As an example, I am currently working on what I call the three kinds of “multiples”: multi-resolution, multi-source, and multi-phase. We tend to now try and make statistical inferences at different levels of the resolution, just as we zoom into a picture when we want to look at more refined levels, such as individuals in individualized medicine. When a doctor asks, “I want to know whether the treatment works for my patient,” it is a more refined question than the one addressed by a typical clinical trial: “Does the treatment work better than the placebo for the trial population?” That’s a different resolution. And how do we accumulate statistical evidences when our data just don’t have the required resolution?
For individualized treatments, we will never have the resolution we want, because we can never really test the drug on you before we give it to you. So we try to learn from another group of individuals who hopefully are similar to you. But how similar is similar? Each of us is unique, so the more similar we want the group to be, the smaller it would get, and hence we would increase the statistical uncertainty, and hence the answer is not robust. If we use a larger group, our answer would be more stable, but then it may not be that relevant to you since the group is less similar to you. So there is this fundamental robust-relevance trade-off, which is at the core of the multi-resolution inference. But statisticians would recognize that this is just another version of the well-known and well-studied variance-bias trade-off in statistics.
To explain the multi-source – any time we solve a big problem, the data are not just one single data set; it’s coming from all over the place. The example I used often is one from the US Census Bureau, who wanted to build a database about where people work, live, and how they commute. The data used include national household surveys and the unemployment insurance data, amongst others.
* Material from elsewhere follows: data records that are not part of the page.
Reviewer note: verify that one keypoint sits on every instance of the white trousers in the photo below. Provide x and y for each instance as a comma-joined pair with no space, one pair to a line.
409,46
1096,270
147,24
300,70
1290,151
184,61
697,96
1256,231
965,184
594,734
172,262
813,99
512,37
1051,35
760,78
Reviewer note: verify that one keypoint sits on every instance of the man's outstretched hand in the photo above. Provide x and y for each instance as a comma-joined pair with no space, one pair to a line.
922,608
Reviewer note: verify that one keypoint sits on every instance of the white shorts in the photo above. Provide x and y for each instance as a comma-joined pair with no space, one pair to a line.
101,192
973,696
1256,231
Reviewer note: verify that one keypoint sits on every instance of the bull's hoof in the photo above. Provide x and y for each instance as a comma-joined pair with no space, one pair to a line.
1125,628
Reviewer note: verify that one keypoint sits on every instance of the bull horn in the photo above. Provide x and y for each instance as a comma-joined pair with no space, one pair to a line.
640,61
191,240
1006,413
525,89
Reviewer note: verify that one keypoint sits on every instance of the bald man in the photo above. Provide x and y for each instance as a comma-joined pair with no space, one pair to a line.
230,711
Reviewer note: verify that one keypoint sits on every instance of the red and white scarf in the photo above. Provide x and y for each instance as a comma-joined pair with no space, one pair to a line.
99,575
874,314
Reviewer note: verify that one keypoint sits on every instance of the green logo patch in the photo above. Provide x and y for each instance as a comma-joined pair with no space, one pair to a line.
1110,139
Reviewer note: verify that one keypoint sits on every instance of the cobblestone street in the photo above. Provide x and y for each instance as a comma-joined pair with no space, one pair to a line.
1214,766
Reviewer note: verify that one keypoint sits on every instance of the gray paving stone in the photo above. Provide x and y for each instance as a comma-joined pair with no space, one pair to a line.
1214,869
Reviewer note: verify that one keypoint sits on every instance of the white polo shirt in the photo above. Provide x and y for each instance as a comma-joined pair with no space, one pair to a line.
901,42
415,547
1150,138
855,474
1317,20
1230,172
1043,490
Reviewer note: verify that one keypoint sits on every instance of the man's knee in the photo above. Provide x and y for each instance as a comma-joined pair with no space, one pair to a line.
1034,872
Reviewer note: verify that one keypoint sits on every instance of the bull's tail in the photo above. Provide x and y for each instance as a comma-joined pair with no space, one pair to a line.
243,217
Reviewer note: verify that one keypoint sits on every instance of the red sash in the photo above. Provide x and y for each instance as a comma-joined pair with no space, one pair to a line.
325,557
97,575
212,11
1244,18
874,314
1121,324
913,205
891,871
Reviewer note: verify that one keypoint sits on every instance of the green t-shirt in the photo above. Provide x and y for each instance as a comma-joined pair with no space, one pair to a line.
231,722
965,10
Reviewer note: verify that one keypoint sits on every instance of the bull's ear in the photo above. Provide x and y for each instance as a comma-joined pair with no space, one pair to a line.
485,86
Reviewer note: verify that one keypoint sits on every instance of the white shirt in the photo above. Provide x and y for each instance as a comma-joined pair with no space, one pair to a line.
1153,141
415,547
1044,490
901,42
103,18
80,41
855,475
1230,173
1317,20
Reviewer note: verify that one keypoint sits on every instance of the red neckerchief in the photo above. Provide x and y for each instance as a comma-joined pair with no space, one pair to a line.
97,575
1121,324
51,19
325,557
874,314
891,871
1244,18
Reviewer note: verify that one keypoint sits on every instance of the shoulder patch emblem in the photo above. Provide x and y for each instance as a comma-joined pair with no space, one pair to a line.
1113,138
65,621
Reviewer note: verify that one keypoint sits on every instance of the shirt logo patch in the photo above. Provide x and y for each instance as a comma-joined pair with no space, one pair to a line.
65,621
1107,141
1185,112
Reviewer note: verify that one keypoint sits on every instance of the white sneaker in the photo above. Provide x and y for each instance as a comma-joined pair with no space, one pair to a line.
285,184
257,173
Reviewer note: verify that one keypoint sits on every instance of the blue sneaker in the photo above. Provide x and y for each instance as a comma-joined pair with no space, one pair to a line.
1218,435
There’s a variety of different qualities and quantities. Some only cover 0.05% of the population, others cover 90%. So I was asked by the Census Bureau: ‘How do we think about the two data sets, one is, say, a 0.5%, good quality data, like a random sample; one is some data somebody recorded, like online data, which covers 80% of the population? Which one should we trust more?’ I posed that question to several audiences: which one do you trust? Most people who are not trained in statistics chose the one that covers 80% of the population, and those who have been trained in statistics tend to think quality is more important. But there is a tradeoff. Using the formula I mentioned before, I did a simple calculation to show that a little bit of deterioration on quality can destroy much of the gain in quantity. I can easily make the results from 160 million people, representing half of the US population, to be statistically equivalent to results from 400 people from a well-controlled simple random sample. So it’s a very striking comparison. That’s a part of the research I am working on regarding multi-source inference.
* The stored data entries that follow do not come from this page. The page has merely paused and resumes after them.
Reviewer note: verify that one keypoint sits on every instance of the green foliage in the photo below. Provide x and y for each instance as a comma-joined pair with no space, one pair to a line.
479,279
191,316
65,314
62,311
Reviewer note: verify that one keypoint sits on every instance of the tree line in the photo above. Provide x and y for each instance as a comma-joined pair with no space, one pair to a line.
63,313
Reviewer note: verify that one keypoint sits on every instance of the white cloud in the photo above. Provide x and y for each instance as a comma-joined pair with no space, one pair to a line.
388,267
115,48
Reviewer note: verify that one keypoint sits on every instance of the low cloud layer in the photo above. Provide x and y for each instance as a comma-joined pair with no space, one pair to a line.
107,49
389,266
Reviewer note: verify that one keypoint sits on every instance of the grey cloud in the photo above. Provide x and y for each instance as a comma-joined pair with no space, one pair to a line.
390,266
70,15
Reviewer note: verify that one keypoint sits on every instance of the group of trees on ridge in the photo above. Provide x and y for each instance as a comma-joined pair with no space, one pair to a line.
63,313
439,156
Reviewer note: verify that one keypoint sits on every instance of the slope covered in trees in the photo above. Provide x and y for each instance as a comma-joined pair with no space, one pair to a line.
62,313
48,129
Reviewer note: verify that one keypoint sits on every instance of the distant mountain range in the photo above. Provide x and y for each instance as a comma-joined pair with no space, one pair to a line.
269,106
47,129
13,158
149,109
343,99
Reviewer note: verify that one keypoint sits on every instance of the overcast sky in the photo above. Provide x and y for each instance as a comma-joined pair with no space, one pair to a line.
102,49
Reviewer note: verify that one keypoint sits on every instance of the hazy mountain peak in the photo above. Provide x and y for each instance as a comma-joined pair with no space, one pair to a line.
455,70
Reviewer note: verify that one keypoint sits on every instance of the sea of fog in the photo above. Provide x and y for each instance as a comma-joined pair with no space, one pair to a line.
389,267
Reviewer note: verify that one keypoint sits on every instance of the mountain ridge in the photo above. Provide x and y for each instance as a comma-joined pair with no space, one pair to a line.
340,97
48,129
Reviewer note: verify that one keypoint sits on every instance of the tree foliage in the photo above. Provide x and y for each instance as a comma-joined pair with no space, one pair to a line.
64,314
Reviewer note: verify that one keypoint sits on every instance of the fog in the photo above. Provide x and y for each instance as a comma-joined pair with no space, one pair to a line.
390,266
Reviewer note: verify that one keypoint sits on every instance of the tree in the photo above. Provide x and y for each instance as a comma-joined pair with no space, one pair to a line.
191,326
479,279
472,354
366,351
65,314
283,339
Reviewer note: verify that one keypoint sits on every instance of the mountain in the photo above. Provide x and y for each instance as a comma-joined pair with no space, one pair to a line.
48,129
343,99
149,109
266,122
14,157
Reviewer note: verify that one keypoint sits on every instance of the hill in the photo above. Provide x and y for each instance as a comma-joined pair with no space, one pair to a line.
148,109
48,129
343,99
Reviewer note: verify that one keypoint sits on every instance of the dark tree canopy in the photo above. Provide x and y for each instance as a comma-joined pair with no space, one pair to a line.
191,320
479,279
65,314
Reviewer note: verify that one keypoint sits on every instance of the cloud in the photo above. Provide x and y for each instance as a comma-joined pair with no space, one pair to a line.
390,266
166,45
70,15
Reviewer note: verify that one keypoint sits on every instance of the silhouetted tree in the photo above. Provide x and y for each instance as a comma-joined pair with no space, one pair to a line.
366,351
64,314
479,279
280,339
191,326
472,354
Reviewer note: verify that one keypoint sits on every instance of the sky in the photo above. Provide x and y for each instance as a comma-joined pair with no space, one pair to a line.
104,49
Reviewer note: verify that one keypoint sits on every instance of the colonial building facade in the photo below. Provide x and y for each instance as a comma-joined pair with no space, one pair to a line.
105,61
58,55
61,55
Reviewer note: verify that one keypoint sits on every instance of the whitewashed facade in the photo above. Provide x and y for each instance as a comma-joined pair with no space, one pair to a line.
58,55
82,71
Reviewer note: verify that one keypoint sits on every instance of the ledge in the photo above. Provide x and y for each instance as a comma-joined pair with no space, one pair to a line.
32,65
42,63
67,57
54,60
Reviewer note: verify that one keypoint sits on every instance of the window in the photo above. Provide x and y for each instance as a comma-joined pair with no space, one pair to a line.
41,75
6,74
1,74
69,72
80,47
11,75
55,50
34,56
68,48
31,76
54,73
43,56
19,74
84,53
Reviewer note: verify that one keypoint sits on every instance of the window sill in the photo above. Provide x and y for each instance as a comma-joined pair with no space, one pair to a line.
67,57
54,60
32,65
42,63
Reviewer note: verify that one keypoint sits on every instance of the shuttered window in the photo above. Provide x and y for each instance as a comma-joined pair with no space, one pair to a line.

The last one I call plainly multi-phase because the data we analyze typically are not the data we collected ourselves but from somebody else. When the Census Bureau provides data, they may collect the data themselves or they may hire some survey organizations, and then someone needs to carry out imputations to fill the missing data. So there’s a variety of processes involved, including pre-processing. When data have been pre-processed by multiple teams, one typically doesn’t know in the end what assumptions were made or what cleaning processes were used, but whatever things previous people have done would have an impact. But the traditional statistical analysis is almost always about setting up a model, trying to mimic the nature, and then say ok, here is the answer. But now the real complication is that by the time we see the data, there are several “second natures” already in them, so to speak. These are the type of problems that frankly have not been taken seriously by statisticians. But many others, including some computer scientists and data miners have focused on producing results, without really worrying about what these results would tell us. Are we making inferences about the real nature, or about “the second natures” created about the pre-processors, or a bit of both? This is an area where currently many things tend to be swept under the rug, but it is an area where we statisticians can make some fundamental contributions. So that’s the multi-phase problem on which I’m working.
At the moment, I am also teaching a workshop course on astrostatistics. I work with a group of astronomers and astrophysicists, and we have worked together for more than ten years. My job is to bring students from the statistical side; their job is to bring problems from the field. Then we work together. They educate my students (and me) about the physics and the astrophysics background, and my job is to help them think more statistically and offer guidance, as well as advising my students.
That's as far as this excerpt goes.